İzmir gezisini dönüş yolculuğu ile bitireyim, övünmek gibi olmasın babam olmadan da kotarabildim uçak olayını dönüşte. Eylem' in aldığı superman tulumu sayesinde Poyraz hem havaalanı çalışanlarının hem polislerin gözdesi oluverdi, '' senin uçağa ihtiyacın yok ki supermen '' laflarına maruz kalarak ve eller üstünde havalarda geçti kontrol noktalarını, sağolsun herkes de hem valizler hem pusetle ilgili çooook yardımcı oldu bana. uçakta Fatmagül ün suçu ne dizisinin oyuncularından Mustafa karakterini oyanayan genç adam da vardı ama inanın bana kendisi Poyraz kadar sükse yapamadı!!!

15 Nisan 2011 Cuma

haydeeeee....

şimdi benim hayatım ciddi bir dizi konusudur, ama henüz keşfedilemedim o ayrı... nasıl dizilerde hem kötü insanlar vardır, hem iyi insanlar, sürekli bir takım olaylar olur, bir çooook sevinirsin bir çooook üzülürsün. hah işte benim hayatım bu şekilde devam eder. diyeceksiniz ki '' eeee, ne var bunda hepimizinki böyle ''. yok güvenin bana, benimki farklı. ben aynı o çeşit çeşit dizilerdeki gibi hiç bir zaman tam sevinemem, hep bozacak bir şey çıkar, ama Allah' a şükür ki hiç bir zaman da tam üzülemem, illa ki yüzümü güldürecek bir şey oluverir.

konuya geleyim artık, bir önceki çalıştığım işyerinden ayrılırken kendime söz vermiştim, kesinlikle ve kesinlikle bir daha patron şirketinde çalışmayacağım diye. tüm başvurularımı da bu şekilde yaptım ve ınınınınnnnnnn, gayet kurumsal ve ülkenin liderlerinden bir otomotiv firmasından finans bölümü için görüşmeye çağırdılar, öyle hasrettim ki kurumsal bir firmada çalışmaya, pozisyonu önemsemedim bile. ilk görüşme gayet olumlu geçti, arkasından ikinci ve üçüncü görüşme de geldi ve sonunda iş teklifi yapıldı haziran 2010 tarihi itibari ile. ben de kabul ettim elbette, maaş da olanaklar da tahmin ettiğimden çok daha iyiydi. sonra sıra geldi evrak tamamlamaya, ilk evrak sağlık raporu... bu arada ben hamile olduğumu biliyordum artık. henüz ortada karın filan yoktu ama midem bulanıyordu bir kere... eşcağızım yener can' la uzun süre istişare yaptık, firmaya bunu nasıl anlatırız diye. zaten sağlık raporu istedikleri için, sanki bilmiyormuşuz da amaaan sağlık raporunda sürpriz çıktı gibi bir imaj yaratmaya karar verdik :) komik geliyor şu an. bir biz akıllıyız ya :) neyse nerden alınıyor bu sağlık raporu diye araştırdık, şişli etfal dediler.

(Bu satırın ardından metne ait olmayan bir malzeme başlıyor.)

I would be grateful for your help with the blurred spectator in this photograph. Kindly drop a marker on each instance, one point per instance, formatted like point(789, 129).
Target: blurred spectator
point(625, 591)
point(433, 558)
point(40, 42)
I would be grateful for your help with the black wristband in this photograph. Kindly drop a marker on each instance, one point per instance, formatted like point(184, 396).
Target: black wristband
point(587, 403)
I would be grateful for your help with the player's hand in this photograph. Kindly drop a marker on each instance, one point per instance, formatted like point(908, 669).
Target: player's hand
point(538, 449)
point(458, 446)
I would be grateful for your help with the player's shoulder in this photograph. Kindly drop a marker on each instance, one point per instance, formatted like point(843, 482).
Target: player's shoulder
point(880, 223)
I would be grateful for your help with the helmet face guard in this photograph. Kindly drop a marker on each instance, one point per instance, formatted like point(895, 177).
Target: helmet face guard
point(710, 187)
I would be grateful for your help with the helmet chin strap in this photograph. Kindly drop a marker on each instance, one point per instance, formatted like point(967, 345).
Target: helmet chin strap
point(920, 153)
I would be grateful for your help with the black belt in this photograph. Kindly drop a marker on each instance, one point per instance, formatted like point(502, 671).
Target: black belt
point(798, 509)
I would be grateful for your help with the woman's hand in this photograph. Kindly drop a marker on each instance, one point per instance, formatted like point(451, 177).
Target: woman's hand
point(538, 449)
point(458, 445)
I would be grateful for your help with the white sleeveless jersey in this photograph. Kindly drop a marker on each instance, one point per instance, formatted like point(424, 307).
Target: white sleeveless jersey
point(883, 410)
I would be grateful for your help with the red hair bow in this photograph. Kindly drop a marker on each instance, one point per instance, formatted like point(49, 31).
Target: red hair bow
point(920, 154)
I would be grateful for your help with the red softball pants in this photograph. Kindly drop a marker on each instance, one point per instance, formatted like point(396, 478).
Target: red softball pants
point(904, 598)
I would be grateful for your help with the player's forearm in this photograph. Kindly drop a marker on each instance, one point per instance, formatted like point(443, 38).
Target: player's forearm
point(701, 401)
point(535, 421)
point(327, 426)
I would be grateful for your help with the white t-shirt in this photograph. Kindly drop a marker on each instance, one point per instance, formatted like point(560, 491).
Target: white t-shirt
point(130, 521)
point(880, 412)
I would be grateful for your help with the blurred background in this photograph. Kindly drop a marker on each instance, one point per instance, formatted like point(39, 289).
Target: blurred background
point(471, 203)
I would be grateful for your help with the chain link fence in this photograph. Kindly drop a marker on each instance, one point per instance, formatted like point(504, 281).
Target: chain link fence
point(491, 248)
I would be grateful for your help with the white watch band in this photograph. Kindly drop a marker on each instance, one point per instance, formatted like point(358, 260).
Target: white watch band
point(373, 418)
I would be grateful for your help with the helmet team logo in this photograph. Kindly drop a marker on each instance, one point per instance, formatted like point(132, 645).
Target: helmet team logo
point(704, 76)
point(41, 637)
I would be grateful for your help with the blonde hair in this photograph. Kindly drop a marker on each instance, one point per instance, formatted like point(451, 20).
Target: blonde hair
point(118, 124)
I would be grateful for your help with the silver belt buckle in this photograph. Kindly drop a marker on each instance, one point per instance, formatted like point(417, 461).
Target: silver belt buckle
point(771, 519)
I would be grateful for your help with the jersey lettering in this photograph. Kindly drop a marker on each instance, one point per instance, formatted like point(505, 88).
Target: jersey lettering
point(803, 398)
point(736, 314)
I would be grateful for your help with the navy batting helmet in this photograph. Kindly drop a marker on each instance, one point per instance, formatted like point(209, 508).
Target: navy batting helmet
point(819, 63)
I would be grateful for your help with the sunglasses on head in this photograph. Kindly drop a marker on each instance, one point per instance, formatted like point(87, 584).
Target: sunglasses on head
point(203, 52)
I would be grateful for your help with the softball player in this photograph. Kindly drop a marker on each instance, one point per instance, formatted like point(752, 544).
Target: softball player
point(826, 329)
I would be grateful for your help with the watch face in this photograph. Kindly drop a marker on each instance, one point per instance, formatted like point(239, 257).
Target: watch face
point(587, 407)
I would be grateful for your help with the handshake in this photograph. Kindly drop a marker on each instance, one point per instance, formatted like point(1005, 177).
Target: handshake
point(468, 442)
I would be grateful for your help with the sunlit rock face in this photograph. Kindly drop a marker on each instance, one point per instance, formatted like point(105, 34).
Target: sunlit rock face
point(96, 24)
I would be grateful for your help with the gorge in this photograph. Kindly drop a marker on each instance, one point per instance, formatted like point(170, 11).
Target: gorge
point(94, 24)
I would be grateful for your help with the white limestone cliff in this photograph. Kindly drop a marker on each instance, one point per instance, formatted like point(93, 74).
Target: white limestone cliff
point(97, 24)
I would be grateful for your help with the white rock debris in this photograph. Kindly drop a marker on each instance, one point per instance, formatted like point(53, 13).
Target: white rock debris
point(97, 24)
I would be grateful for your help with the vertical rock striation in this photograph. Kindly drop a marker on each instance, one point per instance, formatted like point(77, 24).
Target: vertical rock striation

Cengiz Baba, birilerini koydu araya öncelikli sıra numarası almak için ama nerdeeeeeee. şişli etfal inanılmaz kalabalıktı ve raporun çıkması on günden fazla bir süre gerektiriyordu, bilmem kaç bölüm geziyorsun, o bölümlerde sıra bekliyorsun, muayene oluyorsun, sonra o muayene sonuçlarını heyete veriyorsun falan filan... eee bir de hamileyim, yanımda yöremde aksıran tıksıran, hapşuran, öksüren... yener de ben de acaip huylandık ve bu işi şişli etfal de çözemeyeceğimize karar verdik.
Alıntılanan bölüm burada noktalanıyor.